Study subjects and animals
Smallholder farmers in selected districts were the target populations. They were chosen at random fashion from six kebeles (peasant associations) (PA). The Indigenous breed of sheep also known as the “Bonga” breed/type were the study animals. The study involved birth-to-weaning lambs kept under extensive, semi-intensive, traditional systems of small-scale mixed crop-livestock production. The age of the lamb was estimated from available birth records and dentition, and eight temporary incisors develop during the first month of life. Health of each lamb was determined through detailed physical and clinical examination.

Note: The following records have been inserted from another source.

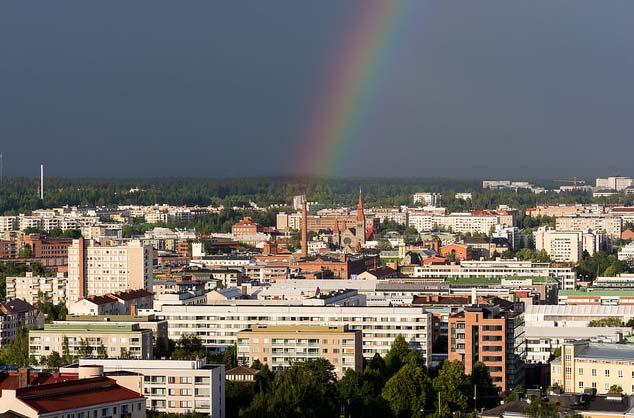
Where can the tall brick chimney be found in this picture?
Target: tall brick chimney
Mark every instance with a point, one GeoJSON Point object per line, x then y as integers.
{"type": "Point", "coordinates": [304, 228]}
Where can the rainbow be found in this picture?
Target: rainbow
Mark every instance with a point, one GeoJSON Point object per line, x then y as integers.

A longitudinal prospective survey was employed from June 2020 to July 2021 on 408 randomly selected farmers located in six purposively selected kebeles in Gewata woreda, to determine the cumulative incidence of morbidity and mortality in lambs and to identify potential risk factors. These were intended to collect a one-year data set (June 2020 to July 2021) of lamb morbidity and mortality. Traditional survey methodologies, as well as participatory epidemiology tools and data collection and interpretation concepts, were used in the study. Lamb owners who own animals took part in determining the reasons and assessing the effect of lamb morbidity and mortality, as well as other limits on sheep productivity. Dates of birth, birth weight, sex, type of birth, and date of death of lambs were gathered from the animals’ data recording book of the community-based Bonga sheep breed improvement cooperatives.
Sample size determination and sampling methods
The sample size was determined using Arsham formula (Arsham 2005).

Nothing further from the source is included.